A Agência Nacional do Petróleo, Gás Natural e Biocombustíveis (ANP) determina que o biodiesel saia da usina com no máximo 250 mg de água por kg de combustível. Prevendo a absorção de umidade, a tolerância é de até 350 mg por kg no distribuidor, impondo uma corrida contra o tempo.
“As usinas produzem e enviam para as distribuidoras em poucos dias. As distribuidoras trabalham da mesma forma, com estoques que costumam ser vendidos em menos de um mês”, relata o engenheiro químico Antônio Carlos Ventilii, assessor-técnico da Associação dos Produtores de Biocombustíveis do Brasil (Aprobio). “Remover o excesso de umidade nos tanques das distribuidoras evitaria que o combustível que não esteja dentro do padrão tenha que passar por um processo industrial de secagem, que é custoso e envolve o deslocamento do biocombustível”, diz Ventilii. Segundo ele, uma inovação como o hidrogel só vai se tornar realidade se seu custo for menor que o mero descarte do biodiesel fora das recomendações e o reabastecimento do caminhão de diesel.

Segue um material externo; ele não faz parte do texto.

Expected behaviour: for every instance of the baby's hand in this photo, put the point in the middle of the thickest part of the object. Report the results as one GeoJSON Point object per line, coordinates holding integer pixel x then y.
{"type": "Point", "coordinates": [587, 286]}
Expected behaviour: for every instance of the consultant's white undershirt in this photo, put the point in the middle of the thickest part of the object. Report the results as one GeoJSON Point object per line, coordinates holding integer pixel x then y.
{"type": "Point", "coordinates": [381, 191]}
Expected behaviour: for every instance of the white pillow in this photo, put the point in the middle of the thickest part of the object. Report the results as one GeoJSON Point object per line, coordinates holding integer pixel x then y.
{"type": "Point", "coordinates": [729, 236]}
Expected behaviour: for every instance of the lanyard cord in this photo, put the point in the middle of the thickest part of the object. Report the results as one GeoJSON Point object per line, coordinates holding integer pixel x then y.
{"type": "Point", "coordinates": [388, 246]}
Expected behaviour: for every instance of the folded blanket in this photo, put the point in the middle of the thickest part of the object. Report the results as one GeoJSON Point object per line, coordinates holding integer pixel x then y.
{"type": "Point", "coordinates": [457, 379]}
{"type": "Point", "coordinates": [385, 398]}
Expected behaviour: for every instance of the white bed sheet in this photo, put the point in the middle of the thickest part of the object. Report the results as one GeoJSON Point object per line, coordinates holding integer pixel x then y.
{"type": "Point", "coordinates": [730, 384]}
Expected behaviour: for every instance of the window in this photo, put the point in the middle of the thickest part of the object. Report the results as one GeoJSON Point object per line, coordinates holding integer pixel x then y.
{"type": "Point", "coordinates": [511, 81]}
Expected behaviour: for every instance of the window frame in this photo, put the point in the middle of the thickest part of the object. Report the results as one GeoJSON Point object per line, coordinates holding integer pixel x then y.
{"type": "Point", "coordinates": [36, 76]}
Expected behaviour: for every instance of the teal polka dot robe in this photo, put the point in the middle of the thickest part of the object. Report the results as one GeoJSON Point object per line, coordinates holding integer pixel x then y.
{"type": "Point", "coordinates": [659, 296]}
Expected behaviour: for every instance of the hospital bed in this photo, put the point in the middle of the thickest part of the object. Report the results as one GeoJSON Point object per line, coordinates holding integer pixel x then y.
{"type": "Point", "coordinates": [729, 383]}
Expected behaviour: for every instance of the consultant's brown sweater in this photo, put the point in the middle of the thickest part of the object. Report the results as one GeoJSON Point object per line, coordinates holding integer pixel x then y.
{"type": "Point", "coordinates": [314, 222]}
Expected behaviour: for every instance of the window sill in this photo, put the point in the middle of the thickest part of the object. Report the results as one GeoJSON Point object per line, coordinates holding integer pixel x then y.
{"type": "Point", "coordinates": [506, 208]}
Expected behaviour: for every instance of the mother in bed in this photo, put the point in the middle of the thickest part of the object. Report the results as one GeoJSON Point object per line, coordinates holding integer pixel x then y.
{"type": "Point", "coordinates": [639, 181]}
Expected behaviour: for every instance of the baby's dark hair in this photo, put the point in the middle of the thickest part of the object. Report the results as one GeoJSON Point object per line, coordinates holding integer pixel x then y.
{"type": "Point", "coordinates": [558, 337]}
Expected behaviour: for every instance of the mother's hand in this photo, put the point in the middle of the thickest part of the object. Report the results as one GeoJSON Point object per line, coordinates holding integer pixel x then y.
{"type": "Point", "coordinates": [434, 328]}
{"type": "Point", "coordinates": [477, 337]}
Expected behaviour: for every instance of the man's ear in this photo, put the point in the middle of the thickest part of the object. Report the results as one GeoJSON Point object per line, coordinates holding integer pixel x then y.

“As tecnologias tradicionais de remoção de água, um problema com todos os tipos de combustível, enfrentam limitações técnicas e econômicas”, observa o químico Fauze Ahmad Aouada, da Universidade Estadual Paulista (Unesp), que trabalha com hidrogéis e nanocompósitos híbridos naturais para uso nas áreas agrícolas e da saúde. Segundo ele, uma das principais vantagens do hidrogel da Unicamp é a retirada da água em um tempo relativamente curto com um material de baixo custo e que pode ser reutilizado.
A reportagem acima foi publicada com o título “Biodiesel com menos água” na edição impressa nº 341, de julho de 2024.